For people who are "not spicy and not happy", the good news is here: people who love spicy food have a lower risk of diabetes!

Application of daily life: Adjust the structure of the diet

First and foremost, it's important to find the right pepper type and amount. There are many types of chili peppers, from mild bell peppers to fiery ghost peppers, and different chili peppers not only differ in their spiciness but also in their health benefits. Most people can reap the health benefits of daily chili peppers such as green peppers and millet peppers without having to pursue an overly pungent spicy taste. Here's how to incorporate into your diet: Chilli vegetable fried rice: Using brown rice or whole grains as a base, add chopped red peppers, onions, and garlic. Chicken or tofu can be added as a protein source, as well as a moderate amount of bean paste or chili sauce to taste. Not only is this fried rice colorful, but it also provides a wealth of fiber and protein. Chili Bean Soup: Stew a thick pot of black beans and red beans, add chili flakes and tomatoes to add flavor. Cayenne peppers enhance the flavor of beans, and the high-fiber content of beans is great for blood sugar control. Pepper pickling: Homemade pepper pickled products, such as pickled peppers, pickled pepper carrots, etc. These pickled foods can be used as a snack or as a meal accompaniment, making them convenient and healthy. Chili sauce: Make a home version of chili oil or chili paste to add depth to your food when cooking. Chili oil is especially suitable for mixing noodles or as a base oil for stir-frying.

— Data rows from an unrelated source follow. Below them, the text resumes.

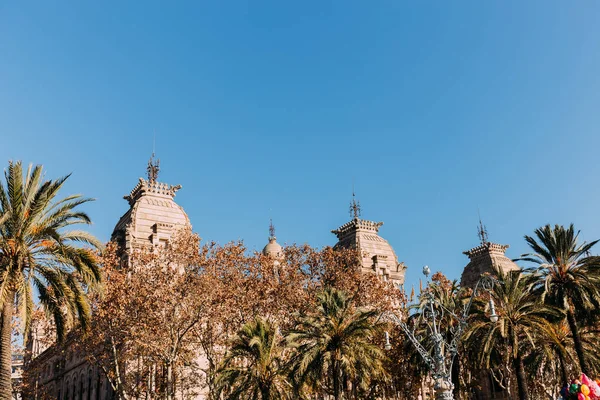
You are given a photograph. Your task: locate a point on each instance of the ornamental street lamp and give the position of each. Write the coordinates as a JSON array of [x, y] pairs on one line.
[[444, 349]]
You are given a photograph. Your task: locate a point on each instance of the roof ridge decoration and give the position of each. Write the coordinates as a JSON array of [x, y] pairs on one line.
[[486, 247], [146, 186], [356, 224]]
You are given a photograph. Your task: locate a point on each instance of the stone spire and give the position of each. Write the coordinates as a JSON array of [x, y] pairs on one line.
[[488, 258], [273, 248], [153, 214]]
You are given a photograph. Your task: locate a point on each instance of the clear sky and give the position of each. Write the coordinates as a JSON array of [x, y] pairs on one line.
[[273, 108]]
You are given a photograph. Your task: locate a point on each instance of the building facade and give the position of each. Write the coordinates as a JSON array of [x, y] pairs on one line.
[[152, 218]]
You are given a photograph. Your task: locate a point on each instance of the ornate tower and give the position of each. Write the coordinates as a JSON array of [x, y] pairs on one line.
[[273, 249], [488, 257], [153, 214], [378, 256]]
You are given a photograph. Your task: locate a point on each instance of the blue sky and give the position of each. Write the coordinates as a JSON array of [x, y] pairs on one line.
[[433, 109]]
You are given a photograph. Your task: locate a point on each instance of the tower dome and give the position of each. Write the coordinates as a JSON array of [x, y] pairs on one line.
[[378, 256], [487, 258], [273, 249], [153, 215]]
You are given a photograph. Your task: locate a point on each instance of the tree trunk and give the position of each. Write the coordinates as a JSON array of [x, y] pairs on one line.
[[577, 341], [456, 377], [564, 374], [336, 381], [265, 392], [521, 378], [169, 380], [6, 347]]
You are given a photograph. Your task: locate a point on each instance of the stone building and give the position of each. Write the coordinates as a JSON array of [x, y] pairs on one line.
[[378, 256], [487, 258], [152, 217]]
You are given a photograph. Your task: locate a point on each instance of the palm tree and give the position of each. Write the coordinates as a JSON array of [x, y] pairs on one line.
[[567, 276], [37, 253], [254, 368], [334, 344], [521, 318]]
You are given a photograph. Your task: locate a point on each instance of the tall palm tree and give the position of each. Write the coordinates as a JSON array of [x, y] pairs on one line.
[[254, 368], [521, 318], [567, 276], [38, 253], [335, 344]]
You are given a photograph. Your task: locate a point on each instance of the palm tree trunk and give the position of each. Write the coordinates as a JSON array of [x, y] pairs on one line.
[[521, 383], [456, 377], [6, 348], [336, 381], [265, 392], [577, 341], [564, 375]]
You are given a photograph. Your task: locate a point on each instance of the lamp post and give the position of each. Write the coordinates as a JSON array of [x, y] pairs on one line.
[[444, 349]]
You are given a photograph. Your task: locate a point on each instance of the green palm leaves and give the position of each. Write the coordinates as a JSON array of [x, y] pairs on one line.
[[254, 367], [522, 319], [335, 345], [39, 254], [567, 276], [330, 349]]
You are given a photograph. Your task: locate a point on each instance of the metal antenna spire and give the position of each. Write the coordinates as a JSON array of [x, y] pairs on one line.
[[271, 229], [153, 166], [354, 205], [482, 231]]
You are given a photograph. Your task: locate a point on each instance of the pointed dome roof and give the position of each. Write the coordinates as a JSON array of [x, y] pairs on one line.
[[273, 248], [488, 257], [153, 214], [378, 256]]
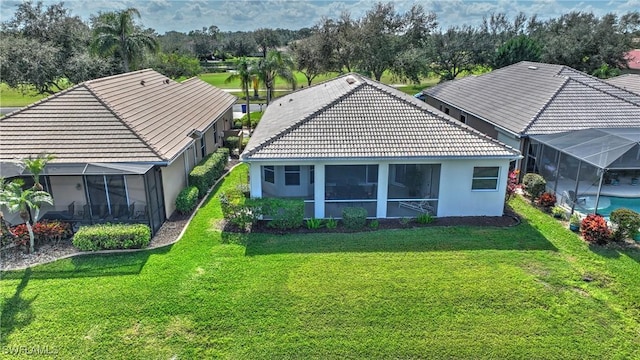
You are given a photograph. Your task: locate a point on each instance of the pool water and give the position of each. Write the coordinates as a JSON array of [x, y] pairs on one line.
[[617, 203]]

For people who are "not spicy and not happy", the good news is here: people who love spicy food have a lower risk of diabetes!

Notes:

Amount control: Despite the many health benefits of chili peppers, excessive consumption may cause stomach upset, especially for people with gastritis or excessive stomach acid. Variety: Maintaining a varied diet is key. In addition to chili peppers, make sure your recipe is rich in vegetables, fruits, whole grains, and protein sources to maintain a complete nutrient intake. With these simple adjustments, you can enjoy the delicious taste of chili peppers and its health benefits in your daily diet, while helping to control and prevent diabetes. Not only that, but these changes in eating habits will also make your table more colorful.